O Brasil é o segundo país que mais realiza cesáreas no mundo. Mais de 60% dos nascimentos brasileiros são por cesarianas. Essa taxa supera 80% na rede privada de saúde e é muito superior aos 10 a 15% de cesáreas recomendados pela Organização Mundial da Saúde (OMS). Uma pesquisa da Universidade de São Paulo (USP) mostra que hospitais privados da cidade de São Paulo reduziram as taxas de cesárea em cinco anos (2015-2019) graças ao Programa Parto Adequado. Nos hospitais incluídos no programa, essa redução foi de 14%, enquanto que nos hospitais que não aderiram ao programa, a redução foi de 3%. Os dados estão em artigo científico publicado na quarta (18) na revista “Cadernos de Saúde Pública”.
A redução mais significativa na proporção de cesáreas em hospitais paulistanos que adotaram o programa, segundo o trabalho, ocorreu a partir de 2018. Ainda assim, um ano antes da pandemia, a taxa do procedimento foi de aproximadamente 72%, bem acima da taxa esperada pelos pesquisadores de cerca de 45%, estimada segundo modelagem matemática.
O estudo comparou as taxas de cesárea de maternidades de hospitais privados da cidade de São Paulo que aderiram ao Programa Parto Adequado desde a sua primeira fase, com as que não o implementaram em nenhum momento, ao longo de 2014 até 2019. A ideia era medir a efetividade do programa, lançado em 2014 pela Agência Nacional de Saúde Suplementar para reduzir a incidência de cirurgias cesarianas sem indicação clínica e promover o parto normal, aprimorando a assistência obstétrica. A pesquisa usou dados do Sistema de Informações sobre Nascidos Vivos (Sinasc) e foi limitada ao período anterior a 2020 para evitar a possível interferência da pandemia nas taxas de cesariana.
Ao todo, foram registrados 277.747 nascimentos nessas maternidades privadas de São Paulo no período analisado – a maioria deles (77%) por cesárea. Segundo os cálculos estatísticos, no ano anterior à implementação do programa, não houve redução na chance de uma mulher optar pela cesárea – o que foi observado, consistentemente nos anos seguintes, independente de idade, raça, estado civil ou escolaridade da gestante.
Apesar de sua importância em casos de risco, o uso indiscriminado e sem indicação clínica da cesariana pode acarretar complicações a curto e longo prazo. O trabalho mostrou que as chances de fazer cesárea foram maiores entre mulheres com mais de 20 anos, brancas e com união estável. Gestantes com 12 anos ou mais de estudo apresentaram chance 4% menor de realizar o procedimento em comparação àquelas com menor escolaridade.
De acordo com as pesquisadoras, essa é a primeira vez que se comparam dados entre maternidades de hospitais privados que aderiram ou não aderiram ao Programa Parto Adequado. Elas apontam que a metodologia possibilita fazer uma melhor avaliação da efetividade do programa que tem sido bem-sucedido.
“O trabalho demonstra como o envolvimento das mulheres e de profissionais da saúde pode mudar o cenário da atenção ao parto e ao nascimento”, destaca a pesquisadora Andrea Campos, doutoranda na Faculdade de Saúde Pública da USP e primeira autora do estudo.

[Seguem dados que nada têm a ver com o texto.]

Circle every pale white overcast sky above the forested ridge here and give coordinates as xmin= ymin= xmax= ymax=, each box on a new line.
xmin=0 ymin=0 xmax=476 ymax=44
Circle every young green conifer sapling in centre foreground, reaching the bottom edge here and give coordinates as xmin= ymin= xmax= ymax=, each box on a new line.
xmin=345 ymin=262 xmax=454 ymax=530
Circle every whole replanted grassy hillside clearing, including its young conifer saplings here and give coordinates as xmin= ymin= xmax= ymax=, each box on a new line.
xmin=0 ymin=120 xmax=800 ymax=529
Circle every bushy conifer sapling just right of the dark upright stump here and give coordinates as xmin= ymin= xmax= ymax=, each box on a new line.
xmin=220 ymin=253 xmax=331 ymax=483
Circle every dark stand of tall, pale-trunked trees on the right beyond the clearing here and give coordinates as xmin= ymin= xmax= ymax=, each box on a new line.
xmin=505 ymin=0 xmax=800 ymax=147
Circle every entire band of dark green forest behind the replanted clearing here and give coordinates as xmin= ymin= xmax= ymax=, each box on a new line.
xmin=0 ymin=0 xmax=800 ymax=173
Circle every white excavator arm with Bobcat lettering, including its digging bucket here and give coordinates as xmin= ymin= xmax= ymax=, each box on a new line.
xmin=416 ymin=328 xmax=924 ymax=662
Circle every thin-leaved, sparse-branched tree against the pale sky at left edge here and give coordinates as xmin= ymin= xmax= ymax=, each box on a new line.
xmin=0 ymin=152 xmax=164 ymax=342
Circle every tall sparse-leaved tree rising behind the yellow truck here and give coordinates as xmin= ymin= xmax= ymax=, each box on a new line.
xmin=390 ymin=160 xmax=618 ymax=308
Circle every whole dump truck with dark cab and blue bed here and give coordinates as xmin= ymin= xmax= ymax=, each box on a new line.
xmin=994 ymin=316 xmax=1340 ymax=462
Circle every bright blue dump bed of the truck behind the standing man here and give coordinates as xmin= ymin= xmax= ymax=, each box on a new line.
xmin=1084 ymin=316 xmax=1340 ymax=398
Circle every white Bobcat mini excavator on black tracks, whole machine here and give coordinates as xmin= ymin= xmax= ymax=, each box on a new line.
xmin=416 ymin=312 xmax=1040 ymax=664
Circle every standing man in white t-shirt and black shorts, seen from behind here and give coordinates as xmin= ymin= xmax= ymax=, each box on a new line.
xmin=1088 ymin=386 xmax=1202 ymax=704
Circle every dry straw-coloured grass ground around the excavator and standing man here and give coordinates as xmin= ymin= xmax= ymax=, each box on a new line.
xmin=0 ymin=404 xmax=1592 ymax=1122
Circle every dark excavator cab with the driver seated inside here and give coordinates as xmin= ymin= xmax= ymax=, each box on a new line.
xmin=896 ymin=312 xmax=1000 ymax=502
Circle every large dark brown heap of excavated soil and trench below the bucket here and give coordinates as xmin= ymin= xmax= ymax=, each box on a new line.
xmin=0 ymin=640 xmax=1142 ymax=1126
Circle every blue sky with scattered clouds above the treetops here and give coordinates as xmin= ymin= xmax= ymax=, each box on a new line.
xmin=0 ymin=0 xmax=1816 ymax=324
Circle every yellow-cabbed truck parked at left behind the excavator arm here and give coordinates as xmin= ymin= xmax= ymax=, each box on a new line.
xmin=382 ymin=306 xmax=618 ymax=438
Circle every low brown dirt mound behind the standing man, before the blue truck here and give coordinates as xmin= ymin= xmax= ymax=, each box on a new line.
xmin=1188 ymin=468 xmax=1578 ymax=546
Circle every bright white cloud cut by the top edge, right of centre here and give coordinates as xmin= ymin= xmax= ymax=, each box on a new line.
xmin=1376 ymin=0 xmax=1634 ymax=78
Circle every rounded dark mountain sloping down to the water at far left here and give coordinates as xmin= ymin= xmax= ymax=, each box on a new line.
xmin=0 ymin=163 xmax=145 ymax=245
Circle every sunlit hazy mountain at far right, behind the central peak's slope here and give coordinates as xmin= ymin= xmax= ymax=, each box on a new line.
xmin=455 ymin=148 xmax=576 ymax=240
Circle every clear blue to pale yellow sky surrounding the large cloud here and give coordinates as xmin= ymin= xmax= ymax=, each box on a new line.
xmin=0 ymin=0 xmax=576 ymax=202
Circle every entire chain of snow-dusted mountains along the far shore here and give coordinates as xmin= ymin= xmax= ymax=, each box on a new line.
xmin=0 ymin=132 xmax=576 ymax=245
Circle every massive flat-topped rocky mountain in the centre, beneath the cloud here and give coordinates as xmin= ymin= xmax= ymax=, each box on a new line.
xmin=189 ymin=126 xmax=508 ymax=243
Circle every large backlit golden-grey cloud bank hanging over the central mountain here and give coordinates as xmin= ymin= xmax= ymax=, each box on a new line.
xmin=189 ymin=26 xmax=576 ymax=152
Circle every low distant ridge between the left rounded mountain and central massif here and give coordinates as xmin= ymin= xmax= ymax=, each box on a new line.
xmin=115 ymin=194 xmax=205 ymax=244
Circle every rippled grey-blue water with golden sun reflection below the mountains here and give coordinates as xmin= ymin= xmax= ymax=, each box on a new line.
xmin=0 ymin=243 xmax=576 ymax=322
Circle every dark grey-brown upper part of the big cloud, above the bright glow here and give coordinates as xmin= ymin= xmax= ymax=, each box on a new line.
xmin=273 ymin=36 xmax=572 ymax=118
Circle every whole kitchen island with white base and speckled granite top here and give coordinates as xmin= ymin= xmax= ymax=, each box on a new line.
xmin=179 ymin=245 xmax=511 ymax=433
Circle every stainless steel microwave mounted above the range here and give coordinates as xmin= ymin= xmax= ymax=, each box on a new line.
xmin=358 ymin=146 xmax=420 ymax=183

Segundo ela, outros artigos estão sendo preparados pela equipe com análises de dados de mulheres que buscaram o parto normal, a partir de protocolos baseados em evidências científicas.
Para a pesquisadora Carmen Simone Diniz, professora da USP e coautora do estudo, a efetividade Programa Parto Adequado, no contexto analisado pela pesquisa, acende um alerta para a importância da continuidade de políticas públicas como essa. “Diante da nova tendência de aumento da cesárea, que este ano chegou a 60% do total de partos no Brasil, aprendemos com as experiências bem-sucedidas que elas dependem de vontade política”, ressalta Diniz.